As an important steppingstone and wintering wetland for waterbirds along the EAAF, Mai Po Inner Deep Bay Ramsar site represents a case study of how impacts of climate change and sea level rise can affect the coastal wetlands along the EAAF. The 1,500 ha Ramsar site is comprised of tidal mudflats, coastal mangroves, marshes, and fishponds with a 380 ha nature reserve zoned as a core area (Figure 1). Currently there are several active, commercial fishponds that surround the nature reserve, in an area designated as a Wetland Conservation Area (Figure 1).
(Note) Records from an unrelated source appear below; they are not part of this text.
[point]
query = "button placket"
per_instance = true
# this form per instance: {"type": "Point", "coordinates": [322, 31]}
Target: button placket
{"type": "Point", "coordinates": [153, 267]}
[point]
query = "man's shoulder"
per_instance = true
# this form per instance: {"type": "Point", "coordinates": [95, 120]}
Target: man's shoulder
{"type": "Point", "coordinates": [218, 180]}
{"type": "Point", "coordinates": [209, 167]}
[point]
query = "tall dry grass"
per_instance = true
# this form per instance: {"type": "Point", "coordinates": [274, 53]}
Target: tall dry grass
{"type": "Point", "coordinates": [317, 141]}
As part of the wise-use compartment of the Ramsar Site, these fishponds are meant to add ecological value to the nature reserve while providing sustainable livelihoods to the pond operators from the local communities.

But the climate model analysis shows that much of the existing wetland habitats in the nature reserve and tidal flats could become unavailable by the end of the century even under conservative projections of change, reduce the capacity of the Ramsar site to support the numbers of waterbirds that currently use it. The climate model also shows that some fishponds in the Ramsar site will be relatively less impacted by SLR (Figures 3 and 4). Managing these fishponds, rather than converting them to other land uses, should be a climate change adaptation strategy for Mai Po, since they would represent the wetland habitats for birds under future climate change scenarios. With the conversion of natural wetlands to fishponds, even now the latter serve as supratidal habitats for waterbirds during high tide in many stopover sites and wintering areas across the flyway [17]. But most of these fishponds are privately owned and operated. With increasing price competition for pond fisheries, the operators are beginning to abandon maintenance and management of fish ponds. Without the necessary management, the fishponds can be overgrown with reeds and sedges, and eventually undergo natural succession into dry lands.
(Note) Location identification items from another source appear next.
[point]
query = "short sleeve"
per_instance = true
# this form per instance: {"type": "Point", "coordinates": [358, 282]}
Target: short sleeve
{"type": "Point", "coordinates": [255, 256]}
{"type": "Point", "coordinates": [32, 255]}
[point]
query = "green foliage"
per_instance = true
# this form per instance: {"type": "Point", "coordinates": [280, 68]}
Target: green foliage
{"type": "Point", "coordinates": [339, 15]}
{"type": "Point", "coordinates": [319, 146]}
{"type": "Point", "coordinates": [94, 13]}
The relevance to the flyway

Mai Po is only one steppingstone along the vast flyway.

There are hundreds of other such wetlands that are also threatened by encroaching infrastructure and climate change [4,6,18,19]. Strategically located wetlands are essential steppingstones to make the flyway functional for bird migrations [2-4]. Therefore, we recommend that this analysis be applied to other wetlands that serve as important staging or wintering sites along the EAAF to inform flyway-scale climate adaptation strategies that will enable the migrations to persist.
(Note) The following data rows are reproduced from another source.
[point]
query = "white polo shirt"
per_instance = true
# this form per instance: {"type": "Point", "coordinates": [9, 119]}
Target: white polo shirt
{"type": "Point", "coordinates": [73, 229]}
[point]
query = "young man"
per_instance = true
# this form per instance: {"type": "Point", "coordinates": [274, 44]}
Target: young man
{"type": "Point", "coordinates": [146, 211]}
Wetlands are important for more than bird migrations.

Coastal ecosystems are among the most productive and important ecosystems in the world [20]. But they are being extensively converted to other anthropogenic land uses in Hong Kong and throughout the region [6]. In addition to supporting high biodiversity and being important to support bird migrations, they also provide a range of ecosystem goods and services, including reducing flooding, protecting shorelines from wave and tidal surges expected from severe weather events due to climate change [21]. Therefore, climate-smart land use strategies that prevent the conversion of wetlands and promote effective management of supra tidal artificial wetlands can increase coastal resilience and reduce the vulnerability of coastal communities and infrastructure from the consequences of SLR and storms [21-27].

Conclusion

In the Greater Bay Area of the Pearl River, rapid economic development and population growth over the past four decades have resulted in extensive conversion and fragmentation of natural coastal habitats. Thus, forwardlooking, proactive land-use planning to conserve the existing coastal wetlands and preventing further conversion as an integrated climate response can be facilitated and informed by similar climate impact analyses at scale. However, this should happen now, before available options become lost to the coastal squeeze of anthropogenic drivers of land use change and SLR from the landward and seaward sides, respectively.